PS: Ben, c'est aussi anonyme qu'Anonymous. (Benoit XVI ?)

NDLR : Texte édité

L'adoption massive par les administrations et surtout l'enseignement de logiciels libres aiderait sans doute les usagers ordinaires à comprendre qu'il n'est pas nécessaire de payer des sommes considérables pour des licences ni pour des machines ultra-performantes. Il n'est non plus nécessaire de pirater les logiciel bien chers (Non ! Je n'en citerai pas).

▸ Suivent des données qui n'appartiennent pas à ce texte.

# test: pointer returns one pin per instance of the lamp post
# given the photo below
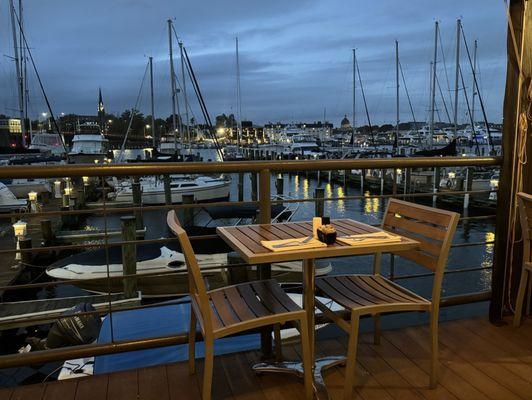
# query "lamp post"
(20, 229)
(32, 197)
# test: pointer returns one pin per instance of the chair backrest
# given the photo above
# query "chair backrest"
(431, 227)
(196, 285)
(525, 218)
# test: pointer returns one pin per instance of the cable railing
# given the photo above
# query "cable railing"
(261, 174)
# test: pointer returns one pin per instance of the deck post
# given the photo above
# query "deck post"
(279, 185)
(47, 232)
(129, 255)
(25, 256)
(137, 202)
(188, 212)
(319, 195)
(240, 186)
(167, 190)
(265, 270)
(436, 185)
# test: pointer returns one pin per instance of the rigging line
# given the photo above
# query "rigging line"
(409, 101)
(365, 106)
(52, 117)
(443, 100)
(202, 103)
(445, 67)
(133, 111)
(469, 111)
(481, 101)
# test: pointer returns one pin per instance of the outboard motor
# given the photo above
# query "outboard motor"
(72, 329)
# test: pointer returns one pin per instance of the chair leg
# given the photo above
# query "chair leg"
(208, 369)
(278, 344)
(520, 298)
(192, 343)
(351, 357)
(307, 363)
(433, 349)
(377, 329)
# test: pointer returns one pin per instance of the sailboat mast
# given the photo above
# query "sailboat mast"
(153, 130)
(20, 80)
(433, 90)
(458, 28)
(238, 99)
(354, 95)
(172, 83)
(184, 83)
(473, 95)
(396, 94)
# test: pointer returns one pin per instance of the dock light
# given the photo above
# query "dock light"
(57, 189)
(32, 197)
(20, 229)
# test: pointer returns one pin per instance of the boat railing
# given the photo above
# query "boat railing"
(262, 175)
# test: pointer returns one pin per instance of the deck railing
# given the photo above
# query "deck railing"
(262, 198)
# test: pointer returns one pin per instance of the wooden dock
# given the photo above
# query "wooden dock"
(478, 361)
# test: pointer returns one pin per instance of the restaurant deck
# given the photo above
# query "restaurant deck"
(478, 361)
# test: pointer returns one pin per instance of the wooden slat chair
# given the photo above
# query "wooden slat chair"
(234, 309)
(525, 218)
(374, 294)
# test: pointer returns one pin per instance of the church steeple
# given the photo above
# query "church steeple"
(101, 111)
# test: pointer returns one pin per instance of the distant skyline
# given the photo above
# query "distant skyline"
(295, 57)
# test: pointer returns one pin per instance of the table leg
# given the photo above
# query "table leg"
(295, 367)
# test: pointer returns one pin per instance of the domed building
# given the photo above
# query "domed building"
(345, 123)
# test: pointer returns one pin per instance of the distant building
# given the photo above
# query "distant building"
(10, 132)
(280, 132)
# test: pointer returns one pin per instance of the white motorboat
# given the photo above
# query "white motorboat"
(8, 201)
(203, 188)
(89, 145)
(21, 187)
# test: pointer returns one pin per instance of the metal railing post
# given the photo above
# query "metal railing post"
(265, 270)
(319, 195)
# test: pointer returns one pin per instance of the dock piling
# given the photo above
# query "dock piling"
(319, 194)
(167, 190)
(188, 213)
(129, 255)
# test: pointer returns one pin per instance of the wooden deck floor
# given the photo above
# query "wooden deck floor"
(478, 361)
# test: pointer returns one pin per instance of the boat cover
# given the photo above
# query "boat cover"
(170, 318)
(239, 211)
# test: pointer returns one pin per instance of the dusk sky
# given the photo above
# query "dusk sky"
(295, 56)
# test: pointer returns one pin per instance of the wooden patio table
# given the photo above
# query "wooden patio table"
(246, 240)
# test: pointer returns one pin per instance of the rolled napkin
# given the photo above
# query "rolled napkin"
(292, 244)
(369, 238)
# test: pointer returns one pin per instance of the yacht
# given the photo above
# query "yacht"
(203, 188)
(89, 145)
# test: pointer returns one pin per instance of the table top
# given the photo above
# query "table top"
(245, 239)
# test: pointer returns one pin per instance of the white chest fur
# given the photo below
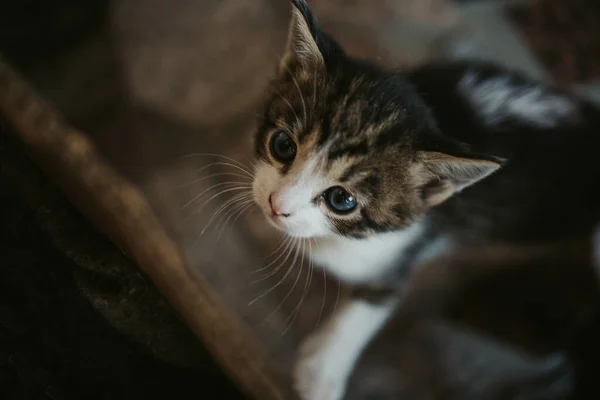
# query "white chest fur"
(328, 357)
(363, 260)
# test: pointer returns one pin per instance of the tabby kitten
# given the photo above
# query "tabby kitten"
(367, 162)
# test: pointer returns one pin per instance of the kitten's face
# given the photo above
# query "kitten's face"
(344, 148)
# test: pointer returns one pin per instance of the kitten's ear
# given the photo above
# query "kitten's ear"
(443, 175)
(302, 46)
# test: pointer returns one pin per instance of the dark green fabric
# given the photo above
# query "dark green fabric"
(64, 290)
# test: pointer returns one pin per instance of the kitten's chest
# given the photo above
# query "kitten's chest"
(363, 260)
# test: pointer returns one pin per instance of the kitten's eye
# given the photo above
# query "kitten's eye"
(283, 147)
(339, 200)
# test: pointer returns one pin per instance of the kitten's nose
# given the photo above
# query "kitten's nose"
(276, 210)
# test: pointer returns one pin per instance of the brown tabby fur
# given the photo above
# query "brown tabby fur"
(379, 140)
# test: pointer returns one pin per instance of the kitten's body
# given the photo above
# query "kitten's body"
(415, 160)
(498, 322)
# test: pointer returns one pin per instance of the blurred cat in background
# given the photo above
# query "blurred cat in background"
(386, 170)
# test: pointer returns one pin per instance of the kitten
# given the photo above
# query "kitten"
(367, 163)
(499, 322)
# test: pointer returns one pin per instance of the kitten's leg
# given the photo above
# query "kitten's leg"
(327, 357)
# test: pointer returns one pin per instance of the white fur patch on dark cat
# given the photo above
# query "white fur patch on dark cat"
(498, 99)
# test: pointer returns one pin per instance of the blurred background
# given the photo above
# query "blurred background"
(161, 86)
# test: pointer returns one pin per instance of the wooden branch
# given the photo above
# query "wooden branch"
(119, 209)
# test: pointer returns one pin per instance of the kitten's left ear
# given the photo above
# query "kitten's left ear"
(443, 175)
(302, 47)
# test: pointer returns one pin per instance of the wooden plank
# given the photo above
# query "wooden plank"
(120, 210)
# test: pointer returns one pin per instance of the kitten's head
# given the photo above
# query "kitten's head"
(346, 148)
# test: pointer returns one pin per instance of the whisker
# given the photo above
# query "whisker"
(307, 283)
(279, 282)
(287, 242)
(232, 201)
(199, 195)
(270, 274)
(241, 167)
(236, 210)
(288, 294)
(194, 181)
(245, 187)
(279, 245)
(215, 155)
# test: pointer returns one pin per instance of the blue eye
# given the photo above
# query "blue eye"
(283, 147)
(339, 200)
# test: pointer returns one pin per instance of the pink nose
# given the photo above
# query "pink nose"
(276, 210)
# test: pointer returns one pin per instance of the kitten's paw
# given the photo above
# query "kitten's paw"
(316, 376)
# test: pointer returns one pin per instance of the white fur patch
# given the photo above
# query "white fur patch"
(363, 260)
(293, 194)
(497, 99)
(327, 358)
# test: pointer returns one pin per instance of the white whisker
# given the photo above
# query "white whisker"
(199, 195)
(231, 202)
(305, 291)
(288, 242)
(288, 294)
(245, 187)
(289, 270)
(194, 181)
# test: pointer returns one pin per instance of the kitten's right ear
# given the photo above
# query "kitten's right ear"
(443, 175)
(302, 47)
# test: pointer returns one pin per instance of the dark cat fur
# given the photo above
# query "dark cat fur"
(405, 144)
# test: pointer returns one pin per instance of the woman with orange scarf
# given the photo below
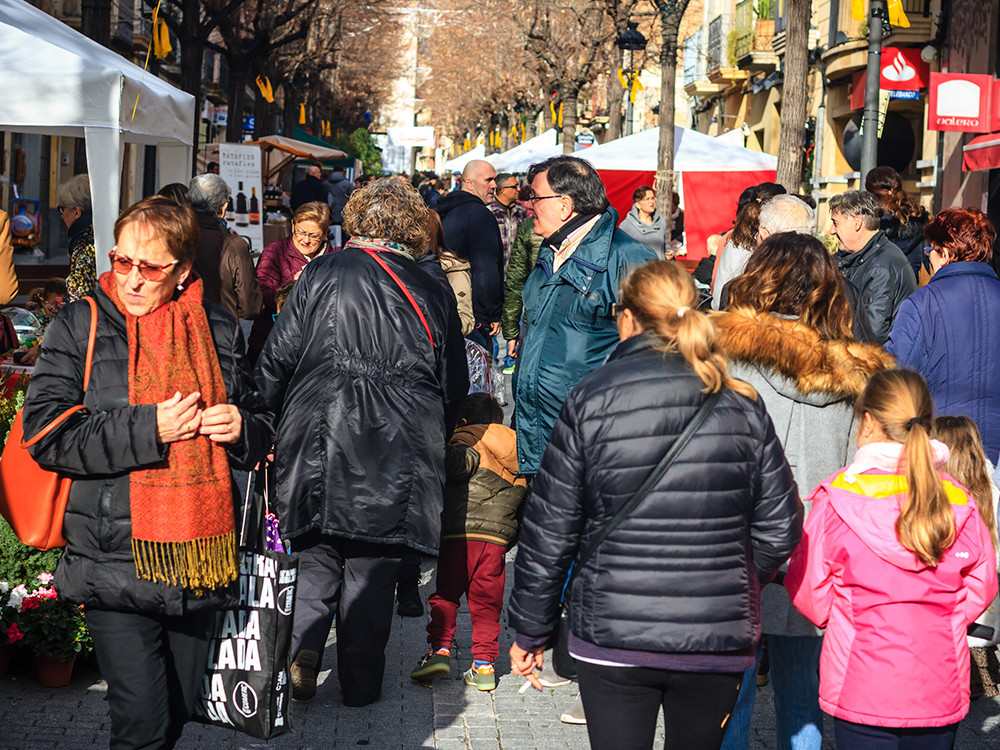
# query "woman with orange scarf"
(150, 523)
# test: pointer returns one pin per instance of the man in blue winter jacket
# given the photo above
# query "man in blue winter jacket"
(568, 327)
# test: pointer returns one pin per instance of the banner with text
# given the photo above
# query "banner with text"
(240, 167)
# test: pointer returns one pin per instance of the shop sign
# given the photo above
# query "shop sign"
(960, 102)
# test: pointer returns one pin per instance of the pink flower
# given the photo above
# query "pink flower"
(14, 634)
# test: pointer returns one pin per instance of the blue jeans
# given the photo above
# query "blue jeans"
(795, 681)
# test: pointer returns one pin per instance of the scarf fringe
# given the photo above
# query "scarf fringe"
(199, 564)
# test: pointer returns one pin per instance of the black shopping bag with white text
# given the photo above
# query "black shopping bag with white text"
(246, 685)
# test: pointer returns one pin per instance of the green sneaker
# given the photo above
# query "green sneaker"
(431, 665)
(482, 678)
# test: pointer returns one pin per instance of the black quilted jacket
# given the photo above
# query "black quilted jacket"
(683, 572)
(99, 448)
(365, 400)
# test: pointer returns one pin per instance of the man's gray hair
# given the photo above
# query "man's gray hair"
(208, 193)
(859, 203)
(787, 213)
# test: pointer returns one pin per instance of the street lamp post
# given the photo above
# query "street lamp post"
(631, 40)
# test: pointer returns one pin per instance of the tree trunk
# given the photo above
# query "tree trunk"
(671, 12)
(239, 73)
(569, 94)
(615, 96)
(794, 96)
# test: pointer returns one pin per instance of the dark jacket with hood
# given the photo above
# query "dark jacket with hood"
(484, 492)
(884, 278)
(471, 232)
(365, 399)
(100, 447)
(808, 385)
(683, 572)
(223, 263)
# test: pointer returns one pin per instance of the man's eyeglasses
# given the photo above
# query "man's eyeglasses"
(307, 236)
(148, 271)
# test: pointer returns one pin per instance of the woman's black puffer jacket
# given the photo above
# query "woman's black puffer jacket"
(98, 448)
(683, 572)
(365, 400)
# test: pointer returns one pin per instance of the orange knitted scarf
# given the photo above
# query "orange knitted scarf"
(183, 529)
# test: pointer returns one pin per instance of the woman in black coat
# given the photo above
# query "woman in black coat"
(168, 416)
(364, 369)
(667, 611)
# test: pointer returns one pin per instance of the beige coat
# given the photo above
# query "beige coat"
(459, 274)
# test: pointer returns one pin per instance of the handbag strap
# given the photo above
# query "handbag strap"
(654, 476)
(403, 289)
(88, 364)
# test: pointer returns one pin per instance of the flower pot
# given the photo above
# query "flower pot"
(52, 672)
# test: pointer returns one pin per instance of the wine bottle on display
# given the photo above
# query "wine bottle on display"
(254, 207)
(242, 219)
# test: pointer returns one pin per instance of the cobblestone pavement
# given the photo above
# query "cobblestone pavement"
(448, 715)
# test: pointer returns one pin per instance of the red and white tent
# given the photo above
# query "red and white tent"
(712, 174)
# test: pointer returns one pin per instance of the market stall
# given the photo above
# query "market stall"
(58, 82)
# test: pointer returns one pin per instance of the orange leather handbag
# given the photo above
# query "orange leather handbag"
(33, 499)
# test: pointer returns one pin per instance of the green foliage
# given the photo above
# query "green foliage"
(361, 146)
(22, 564)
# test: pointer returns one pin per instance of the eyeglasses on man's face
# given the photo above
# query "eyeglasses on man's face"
(535, 198)
(148, 271)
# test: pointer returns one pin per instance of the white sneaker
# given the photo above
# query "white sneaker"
(574, 715)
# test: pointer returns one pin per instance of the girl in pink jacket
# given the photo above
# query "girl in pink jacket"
(895, 563)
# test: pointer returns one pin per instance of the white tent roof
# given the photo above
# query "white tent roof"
(693, 151)
(458, 163)
(59, 82)
(533, 150)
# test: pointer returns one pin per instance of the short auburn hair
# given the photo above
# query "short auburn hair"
(966, 233)
(176, 225)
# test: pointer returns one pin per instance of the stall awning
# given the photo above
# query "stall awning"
(982, 152)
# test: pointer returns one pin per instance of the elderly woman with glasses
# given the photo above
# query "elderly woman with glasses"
(949, 329)
(283, 261)
(150, 523)
(363, 373)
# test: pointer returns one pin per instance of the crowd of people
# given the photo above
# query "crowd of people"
(779, 466)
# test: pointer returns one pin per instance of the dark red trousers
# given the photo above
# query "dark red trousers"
(477, 570)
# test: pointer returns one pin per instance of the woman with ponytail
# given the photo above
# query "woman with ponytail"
(895, 563)
(666, 612)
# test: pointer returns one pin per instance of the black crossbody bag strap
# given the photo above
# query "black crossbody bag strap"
(654, 476)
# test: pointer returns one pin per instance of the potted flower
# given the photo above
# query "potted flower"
(53, 629)
(10, 630)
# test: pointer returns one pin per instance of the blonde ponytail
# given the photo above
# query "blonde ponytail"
(663, 300)
(898, 400)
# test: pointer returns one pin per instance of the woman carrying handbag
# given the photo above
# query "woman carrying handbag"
(665, 610)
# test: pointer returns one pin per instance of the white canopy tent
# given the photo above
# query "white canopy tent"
(60, 83)
(692, 151)
(458, 163)
(522, 156)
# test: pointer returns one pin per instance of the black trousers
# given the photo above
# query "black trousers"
(154, 667)
(851, 736)
(622, 703)
(356, 581)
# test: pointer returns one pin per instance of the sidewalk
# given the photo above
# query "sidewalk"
(448, 715)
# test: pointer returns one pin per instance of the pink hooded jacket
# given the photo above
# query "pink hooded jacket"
(895, 651)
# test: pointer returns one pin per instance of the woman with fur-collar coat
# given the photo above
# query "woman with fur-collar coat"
(788, 334)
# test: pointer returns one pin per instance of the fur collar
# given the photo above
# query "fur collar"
(837, 367)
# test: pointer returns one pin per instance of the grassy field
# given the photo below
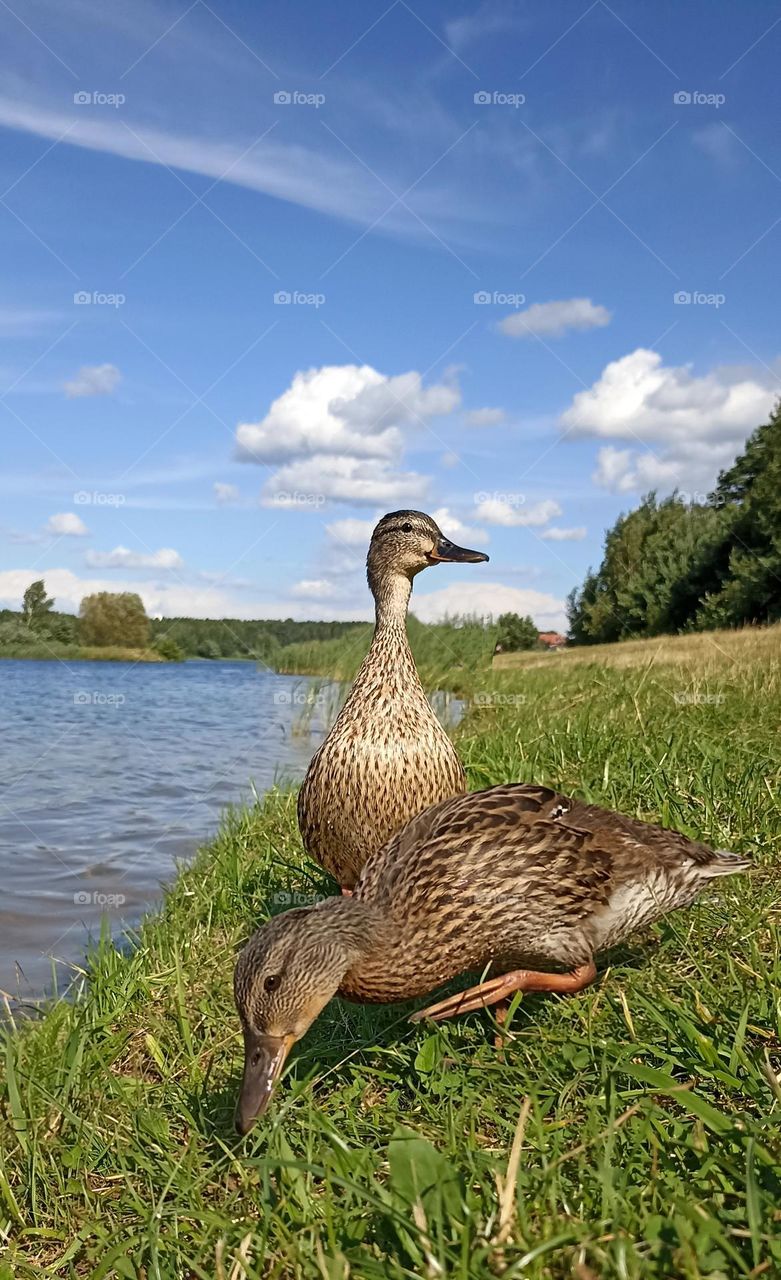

À "05.03.10 - 13:27 - V. Fauvelle ".
Il est vrai que l'utilisation de logiciels ouverts ("Open Source") serait évidemment moins onéreux. Cependant :
- Au départ "LINUX" était un système opératoire gratuit, censé remplacer LE système monopolisant quasiment le marché. Malheureusement, la version gratuite de LINUX n'est qu'un "noyeau", utilisable par des utilisateurs "très" avertis (quasiment des professionnels). Des versions plus élaborées, plus conviviales sont proposées par des firmes informatiques. Mais ces versions sont payantes.
- Dans l'utilisation professionnelle de l'informatique (principalement bureautique) on doit être certain de la pérennité de l'outil. On imagine facilement le coût que représente pour une firme employant quelques centaines ou quelques milliers d'individus le passage d'un système "M" à un système "L". Si le système "L" dépend uniquement du bon vouloir dévoué d'un groupe de bénévoles, on ne peut avoir aucune certitude quant à la pérennité de ce système. L'industrie sera donc réticente à dépendre d'un tel système.
- L'utilisation de ces logiciels "libres" dans l'enseignement ne ferait dès lors, à mon avis, qu'amplifier le hiatus entre les choses apprises à l'école et les besoins du monde industriel.
Je n'ai donc pas grand espoir quant à la généralisation de ces logiciels libres.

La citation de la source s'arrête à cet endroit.